People follow the spreadsheet to a tee?

Ie do the warm up sets it suggests?


----------



## swole troll (Apr 15, 2015)

It's a decent routine, I prefer madcows personally as the recovery day gets pretty boring on tm

But overall it's a solid intermediate program

I ran it like this, except I was using explosive pendley rows for 5x5 in place of powercleans


----------



## Quackerz (Dec 19, 2015)

swole troll said:


> It's a decent routine, I prefer madcows personally as the recovery day gets pretty boring on tm
> 
> But overall it's a solid intermediate program
> 
> ...


 Would do the same personally, powercleans at the end of your heavy sets is a silly concept IMO, the only problem I see with the program. It is too much of a technical movement to perform in a fatigued state. Just my two cents.


----------



## swole troll (Apr 15, 2015)

Quackerz said:


> Would do the same personally, powercleans at the end of your heavy sets is a silly concept IMO, the only problem I see with the program.
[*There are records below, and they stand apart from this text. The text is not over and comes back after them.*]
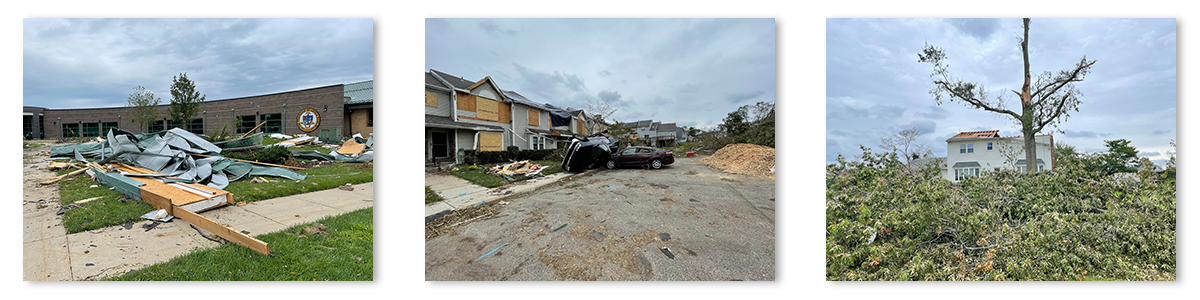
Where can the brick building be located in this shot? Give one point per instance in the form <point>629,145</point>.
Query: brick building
<point>281,111</point>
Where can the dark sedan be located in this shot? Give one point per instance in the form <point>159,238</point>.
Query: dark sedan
<point>641,156</point>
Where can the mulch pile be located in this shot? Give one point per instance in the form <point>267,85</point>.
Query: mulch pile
<point>744,159</point>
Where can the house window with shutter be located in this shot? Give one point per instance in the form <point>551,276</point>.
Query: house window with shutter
<point>431,100</point>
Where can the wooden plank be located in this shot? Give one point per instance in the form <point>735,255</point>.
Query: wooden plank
<point>223,232</point>
<point>252,131</point>
<point>64,175</point>
<point>263,163</point>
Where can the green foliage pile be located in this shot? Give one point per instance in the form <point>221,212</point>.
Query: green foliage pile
<point>887,223</point>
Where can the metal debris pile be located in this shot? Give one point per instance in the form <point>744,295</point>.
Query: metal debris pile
<point>744,159</point>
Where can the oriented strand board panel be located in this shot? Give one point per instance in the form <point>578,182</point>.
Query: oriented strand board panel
<point>487,109</point>
<point>491,142</point>
<point>431,100</point>
<point>466,102</point>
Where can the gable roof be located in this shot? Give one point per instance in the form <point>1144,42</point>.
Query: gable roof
<point>666,127</point>
<point>976,135</point>
<point>457,82</point>
<point>360,93</point>
<point>521,99</point>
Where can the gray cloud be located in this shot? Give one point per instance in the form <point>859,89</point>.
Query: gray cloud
<point>568,61</point>
<point>888,112</point>
<point>491,28</point>
<point>1084,133</point>
<point>743,96</point>
<point>871,72</point>
<point>95,63</point>
<point>979,29</point>
<point>936,113</point>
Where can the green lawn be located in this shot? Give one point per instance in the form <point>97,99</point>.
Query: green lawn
<point>95,214</point>
<point>324,177</point>
<point>343,252</point>
<point>431,196</point>
<point>479,177</point>
<point>109,211</point>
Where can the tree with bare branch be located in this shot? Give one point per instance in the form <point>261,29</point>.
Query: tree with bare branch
<point>1044,102</point>
<point>904,143</point>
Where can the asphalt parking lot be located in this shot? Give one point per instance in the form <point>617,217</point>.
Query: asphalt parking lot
<point>615,225</point>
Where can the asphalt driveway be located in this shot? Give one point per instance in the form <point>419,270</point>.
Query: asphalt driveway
<point>615,225</point>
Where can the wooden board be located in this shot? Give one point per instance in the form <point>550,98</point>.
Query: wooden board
<point>223,232</point>
<point>487,109</point>
<point>431,100</point>
<point>351,148</point>
<point>491,142</point>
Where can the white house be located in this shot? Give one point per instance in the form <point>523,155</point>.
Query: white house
<point>975,153</point>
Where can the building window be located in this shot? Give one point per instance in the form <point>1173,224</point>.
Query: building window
<point>156,126</point>
<point>274,123</point>
<point>105,127</point>
<point>90,130</point>
<point>196,126</point>
<point>70,130</point>
<point>246,124</point>
<point>537,142</point>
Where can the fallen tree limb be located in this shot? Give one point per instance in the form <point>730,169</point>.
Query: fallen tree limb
<point>263,163</point>
<point>64,177</point>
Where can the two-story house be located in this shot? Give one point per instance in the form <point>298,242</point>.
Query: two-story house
<point>463,114</point>
<point>975,153</point>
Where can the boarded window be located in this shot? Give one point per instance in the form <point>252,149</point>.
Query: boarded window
<point>491,142</point>
<point>487,109</point>
<point>431,100</point>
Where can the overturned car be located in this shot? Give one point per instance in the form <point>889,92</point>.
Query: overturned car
<point>586,153</point>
It is too much of a technique movement to perform in a fatigued state. Just my two cents.


 Bang on the money

That and if you're not planning on competeting in oly lifting there is no need to be training like one

You can build just as much explosive power with heavy paused work


----------



## Quackerz (Dec 19, 2015)

swole troll said:


> Bang on the money
> 
> That and if you're not planning on competeting in oly lifting there is no need to be training like one
> 
> *You can build just as much explosive power with heavy paused work*


 Took me two long to figure this one out, followed Starrs routines for my first year of lifting, so much time wasted in doing something that never had any real benefit to my goals.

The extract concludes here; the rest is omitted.